China I. Wirtschaftliche Herausforderungen

China beherrscht bereits seit Jahrzehnten als Faszinosum die Themenlandschaft der westlichen Medien. In den letzten 20 Jahren änderte sich die Wahrnehmung des Landes rasant: Vom zunächst belächelten, dann gefürchteten „Kopierladen“ der Welt und Billiglohnland hat sich die Volksrepublik zu einer ernstzunehmenden Wirtschafts- und Militärmacht entwickelt. Anlässlich des derzeit in Peking stattfindenden KP-Kongresses werfen wir einen Blick auf Wirtschaft und Gesellschaft.
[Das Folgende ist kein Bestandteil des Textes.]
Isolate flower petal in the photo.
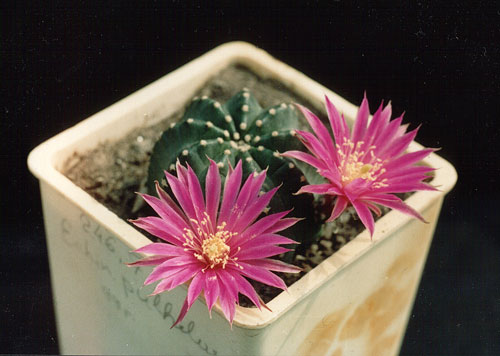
[281,151,328,170]
[134,242,184,256]
[170,272,203,328]
[129,216,183,245]
[325,95,349,143]
[204,269,220,312]
[326,195,349,222]
[352,200,375,236]
[246,258,302,273]
[235,262,286,290]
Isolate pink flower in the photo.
[283,96,435,235]
[131,160,300,327]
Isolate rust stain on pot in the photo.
[297,308,348,356]
[297,241,425,356]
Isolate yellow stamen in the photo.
[183,213,237,268]
[336,138,387,188]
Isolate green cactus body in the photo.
[147,90,320,254]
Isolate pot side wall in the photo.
[29,43,456,356]
[41,178,442,355]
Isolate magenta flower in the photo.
[283,95,435,235]
[131,160,300,327]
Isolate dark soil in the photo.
[61,65,418,306]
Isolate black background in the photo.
[0,1,500,355]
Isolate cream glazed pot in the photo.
[28,42,457,356]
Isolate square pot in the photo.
[28,42,457,355]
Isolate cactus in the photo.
[147,89,320,256]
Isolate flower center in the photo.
[336,138,387,188]
[183,216,237,268]
[201,231,231,268]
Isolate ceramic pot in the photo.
[28,42,457,356]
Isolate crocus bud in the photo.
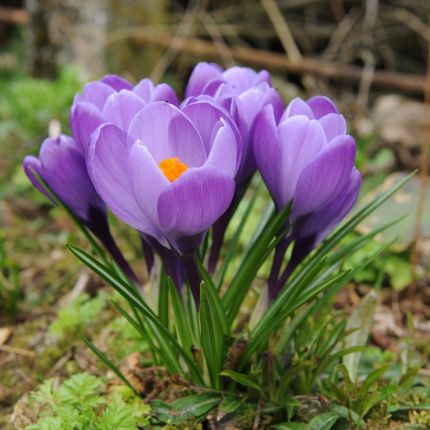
[70,75,178,154]
[88,102,240,254]
[185,63,283,186]
[253,97,361,298]
[23,135,106,224]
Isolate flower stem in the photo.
[182,254,202,307]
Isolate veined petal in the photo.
[101,74,133,91]
[151,83,179,106]
[307,96,339,119]
[185,62,223,98]
[38,135,105,221]
[133,78,155,104]
[158,166,234,241]
[278,115,327,206]
[103,90,145,131]
[87,124,160,238]
[280,97,314,122]
[292,136,356,218]
[128,102,207,167]
[133,78,178,106]
[222,66,267,94]
[253,105,284,208]
[206,119,239,178]
[319,113,346,142]
[75,81,115,111]
[70,102,106,154]
[182,96,242,163]
[294,167,361,245]
[128,141,170,228]
[22,155,54,203]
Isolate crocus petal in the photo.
[319,113,346,142]
[22,155,54,203]
[185,62,223,98]
[253,105,283,207]
[222,66,267,94]
[101,75,133,91]
[70,102,105,154]
[128,141,170,227]
[182,96,242,164]
[74,81,115,111]
[280,97,314,122]
[128,102,207,167]
[307,96,339,119]
[133,78,155,104]
[39,135,104,221]
[158,166,234,240]
[87,124,160,238]
[294,167,361,245]
[206,119,239,178]
[103,91,145,131]
[292,136,356,218]
[278,115,326,206]
[254,70,272,85]
[151,83,179,106]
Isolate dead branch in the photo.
[128,32,426,94]
[0,6,28,25]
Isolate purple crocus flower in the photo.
[184,63,283,273]
[87,101,240,294]
[254,97,361,298]
[23,135,137,283]
[23,135,106,224]
[70,75,178,154]
[185,63,283,181]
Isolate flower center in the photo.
[160,157,188,182]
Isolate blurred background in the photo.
[0,0,430,426]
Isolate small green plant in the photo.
[26,373,151,430]
[49,292,107,339]
[0,68,82,140]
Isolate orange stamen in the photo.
[160,157,188,182]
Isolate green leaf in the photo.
[343,290,378,382]
[199,282,227,389]
[308,412,339,430]
[221,370,263,395]
[223,205,291,325]
[66,245,203,385]
[216,181,263,290]
[270,422,309,430]
[218,395,245,415]
[171,394,221,420]
[167,278,196,358]
[358,364,391,399]
[158,269,170,328]
[82,338,138,395]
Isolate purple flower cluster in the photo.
[24,63,361,295]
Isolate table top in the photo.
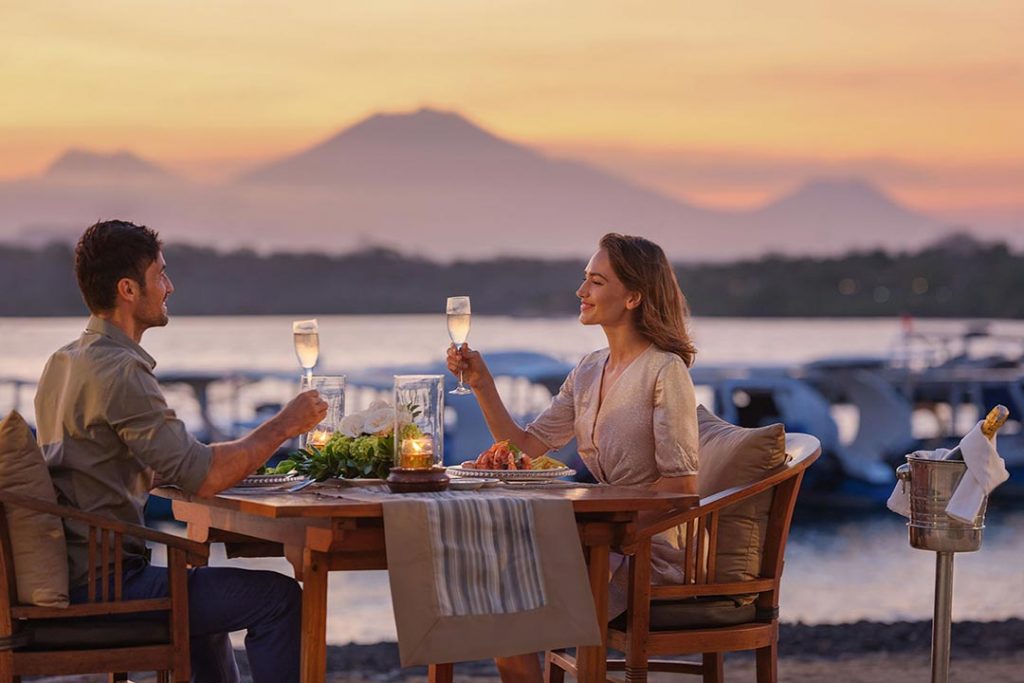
[153,485,699,518]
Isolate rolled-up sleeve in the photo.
[653,358,699,477]
[106,362,213,493]
[526,366,579,451]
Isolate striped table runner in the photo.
[341,488,600,667]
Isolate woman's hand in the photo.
[447,344,494,389]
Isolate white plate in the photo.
[449,477,485,490]
[233,474,306,488]
[447,465,575,481]
[325,477,387,486]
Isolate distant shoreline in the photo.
[0,236,1024,319]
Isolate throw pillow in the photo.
[697,405,786,582]
[0,411,68,607]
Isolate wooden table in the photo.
[154,486,697,683]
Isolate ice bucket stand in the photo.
[896,455,987,683]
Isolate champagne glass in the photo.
[292,318,319,382]
[447,297,473,395]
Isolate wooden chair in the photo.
[545,433,821,683]
[0,490,209,683]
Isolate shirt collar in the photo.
[85,315,157,370]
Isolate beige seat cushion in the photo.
[0,411,68,607]
[697,405,785,582]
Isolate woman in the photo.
[447,232,697,681]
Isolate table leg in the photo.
[577,545,608,682]
[301,548,329,683]
[427,664,455,683]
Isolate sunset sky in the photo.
[0,0,1024,212]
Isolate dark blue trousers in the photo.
[71,564,302,683]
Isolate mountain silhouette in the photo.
[42,150,177,182]
[743,178,942,254]
[0,109,991,260]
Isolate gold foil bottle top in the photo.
[981,405,1010,438]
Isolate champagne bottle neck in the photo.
[981,405,1010,439]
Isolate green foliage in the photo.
[274,433,394,481]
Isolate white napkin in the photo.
[946,422,1010,524]
[886,421,1010,524]
[886,449,949,517]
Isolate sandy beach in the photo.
[24,620,1024,683]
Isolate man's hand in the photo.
[274,389,327,438]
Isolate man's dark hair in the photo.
[75,220,163,313]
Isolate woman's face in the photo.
[577,249,640,326]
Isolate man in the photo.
[36,220,327,683]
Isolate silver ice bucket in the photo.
[896,454,988,553]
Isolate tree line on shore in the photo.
[0,234,1024,318]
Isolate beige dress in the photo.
[526,345,698,618]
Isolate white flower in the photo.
[362,407,394,436]
[338,413,366,438]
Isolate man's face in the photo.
[134,252,174,329]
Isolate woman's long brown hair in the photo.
[600,232,697,367]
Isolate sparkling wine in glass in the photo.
[292,318,319,380]
[447,297,473,395]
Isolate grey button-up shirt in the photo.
[36,316,212,587]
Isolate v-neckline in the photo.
[590,344,653,430]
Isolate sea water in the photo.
[0,312,1024,643]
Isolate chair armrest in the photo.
[629,434,821,547]
[0,490,210,564]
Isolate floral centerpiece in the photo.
[274,400,422,481]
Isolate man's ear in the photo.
[118,278,142,301]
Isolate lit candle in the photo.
[401,436,434,470]
[306,429,333,447]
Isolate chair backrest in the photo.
[758,433,821,608]
[651,433,821,608]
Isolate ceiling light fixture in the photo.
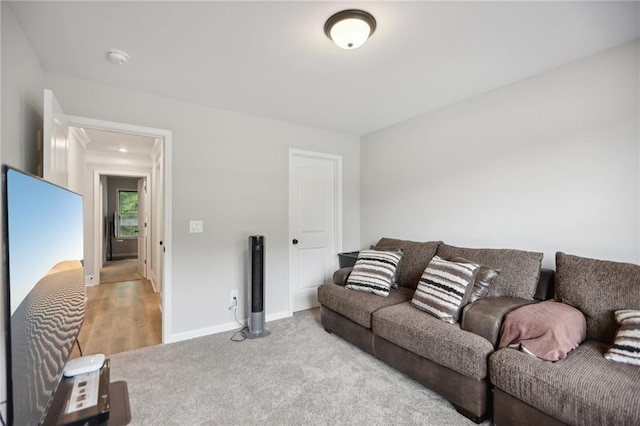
[107,49,129,65]
[324,9,376,50]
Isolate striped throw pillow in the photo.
[345,250,402,297]
[604,309,640,365]
[411,256,480,324]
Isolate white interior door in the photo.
[42,89,69,188]
[289,150,342,312]
[138,178,149,278]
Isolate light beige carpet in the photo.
[100,259,142,284]
[111,309,488,425]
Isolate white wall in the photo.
[361,40,640,267]
[48,74,360,338]
[0,1,45,419]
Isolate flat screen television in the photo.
[2,166,85,426]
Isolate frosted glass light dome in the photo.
[324,9,376,49]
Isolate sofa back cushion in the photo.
[556,252,640,344]
[437,243,542,300]
[376,238,441,290]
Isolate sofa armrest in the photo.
[460,297,536,348]
[333,266,353,286]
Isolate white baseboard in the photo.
[147,269,160,293]
[84,275,100,287]
[164,311,293,343]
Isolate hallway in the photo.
[71,260,162,358]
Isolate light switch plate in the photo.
[189,220,204,234]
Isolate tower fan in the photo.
[245,235,271,339]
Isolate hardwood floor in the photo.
[71,279,162,358]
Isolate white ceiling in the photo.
[80,128,159,164]
[11,1,639,135]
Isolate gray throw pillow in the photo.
[411,256,480,324]
[604,309,640,365]
[345,250,402,297]
[369,245,402,288]
[451,257,500,303]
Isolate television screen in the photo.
[3,166,85,425]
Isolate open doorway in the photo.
[70,125,164,355]
[39,89,173,352]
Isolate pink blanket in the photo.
[498,300,587,361]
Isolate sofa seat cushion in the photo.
[489,341,640,425]
[436,243,542,300]
[372,302,493,380]
[318,283,413,329]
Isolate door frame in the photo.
[287,148,342,315]
[102,174,151,272]
[67,115,174,343]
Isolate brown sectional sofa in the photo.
[318,238,553,422]
[489,253,640,425]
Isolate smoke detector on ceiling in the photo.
[107,49,129,65]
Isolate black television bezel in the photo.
[2,164,84,426]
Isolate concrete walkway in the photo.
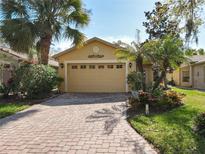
[0,94,156,154]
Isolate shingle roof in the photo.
[52,37,118,58]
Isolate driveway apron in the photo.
[0,93,157,154]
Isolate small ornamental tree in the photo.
[143,35,185,90]
[116,41,146,91]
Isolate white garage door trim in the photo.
[64,60,128,92]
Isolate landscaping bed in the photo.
[0,102,29,118]
[129,88,205,154]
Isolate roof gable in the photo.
[52,37,117,58]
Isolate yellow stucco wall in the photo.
[180,66,192,87]
[193,63,205,89]
[56,40,153,92]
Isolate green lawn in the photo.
[130,88,205,154]
[0,103,29,118]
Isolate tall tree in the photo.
[143,35,185,90]
[166,0,205,43]
[0,0,89,64]
[116,41,146,91]
[143,2,179,39]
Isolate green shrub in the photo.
[129,90,157,107]
[129,88,185,111]
[157,90,185,110]
[127,72,142,90]
[194,112,205,137]
[0,78,14,98]
[14,64,62,98]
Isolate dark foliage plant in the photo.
[14,64,62,98]
[195,112,205,137]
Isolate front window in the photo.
[182,71,190,82]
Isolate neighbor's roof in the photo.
[0,47,28,61]
[52,37,117,58]
[0,47,59,67]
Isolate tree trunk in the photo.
[153,71,166,90]
[136,55,146,91]
[164,74,168,89]
[39,35,52,65]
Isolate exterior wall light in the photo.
[60,63,64,68]
[129,63,132,68]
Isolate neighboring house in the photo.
[171,55,205,89]
[0,47,58,83]
[53,37,153,92]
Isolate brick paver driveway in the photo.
[0,94,156,154]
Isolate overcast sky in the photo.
[54,0,205,51]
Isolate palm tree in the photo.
[116,41,146,91]
[0,0,89,64]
Gewaltige Wirtschaftskraft

Drei Konzerne können als Sinnbild für die gewaltige Wirtschaftskraft des Landes stehen: Huawei ist mit seinem neuen Spitzenmodell Mate 10 seinen beiden Konkurrenten Samsung und Apple hart auf den Fersen. Alibaba ist einer der größten E-Commerce-Händler der Welt und die App Wechat des Konzerns Tencent nutzen 800 Millionen Menschen. Zugleich mehren sich die Nachrichten über die gewaltigen Investitionen Chinas entlang der sogenannten Neuen Seidenstraße, in Afrika oder jüngst in die saudi-arabische Ölindustrie. Viele dieser Projekte dienen heute auch dazu, den Ruf Chinas als Unterstützer der Globalisierung und ehrlichen Partner der internationalen Entwicklungszusammenarbeit zu fördern

Wachstum

Das Wirtschaftswachstum Chinas hat sich im Gegensatz zu den zweistelligen Zahlen in den Jahren zuvor bei circa 7% eingependelt. Der gewaltige Ausbau der chinesischen Infrastruktur ist nun weitgehend abgeschlossen und soll durch ein auf Konsum beruhendes Wirtschaftsmodell ersetzt werden. Bereits heute trägt der Dienstleistungssektor mehr zum Wachstum bei als die fertigende Industrie.

Herausforderungen

Gleichwohl steht das Land vor großen Herausforderungen: Das Wachstum im Bausektor und in den Staatsbetrieben beruht auf der Inanspruchnahme hoher Kredite, die Unternehmensschulden steigen. Hinzu treten Überkapazitäten in der Produktion und mangelnde Produktivität in einzelnen Branchen, Tendenzen einer Kapitalflucht und die Furcht vor einer Immobilienblase. Es besteht die Gefahr, dass der notwendige Strukturwandel durch die Aufnahme neuer Schulden verlangsamt wird, Wettbewerbsnachteile entstehen und sich möglicherweise der Anlass für eine neue Finanzkrise ergibt. Befürchtungen, die Europäern ja nicht allzu fremd sind.

Starker Staat

Dennoch ist zu erwarten, dass sich die staatlich finanzierten Konzentrationsprozesse der Staatsunternehmen – wie man sie im Energie- und Bahnsektor kennengelernt hatte – fortsetzen. Die Staatsunternehmen gelten der KP auch als Mittel wirtschaftliche Ungleichgewichte zwischen einzelnen Regionen auszugleichen. Einher gehen diese Tendenzen mit einer intensivierten Rückkehr zur Planwirtschaft und dem neuerlichen Ausbau der Parteiherrschaft. Partei und Staatschef scheinen stark wie lange nicht mehr.

Marktöffnung und Brandmauer

Inwiefern diese Tendenzen ein innovationsfreudiges Klima schaffen, gilt als umstritten. Digitalisierung und Internetwirtschaft Chinas erfolgen hinter der „Großen Brandmauer“, Experten und Investoren vermissen tragfähige Reformkonzepte und klare Bekenntnisse zu einem freien Wettbewerb, bislang unterblieb eine konsequente Marktöffnung, wird weiterhin die fehlende Rechtssicherheit beklagt. Hinzu treten die Verunsicherungen, die mit dem sich stärker krümmenden Spannungsbogen zwischen Taiwan und den aufgeschütteten Inseln im südchinesischen Meer einhergehen.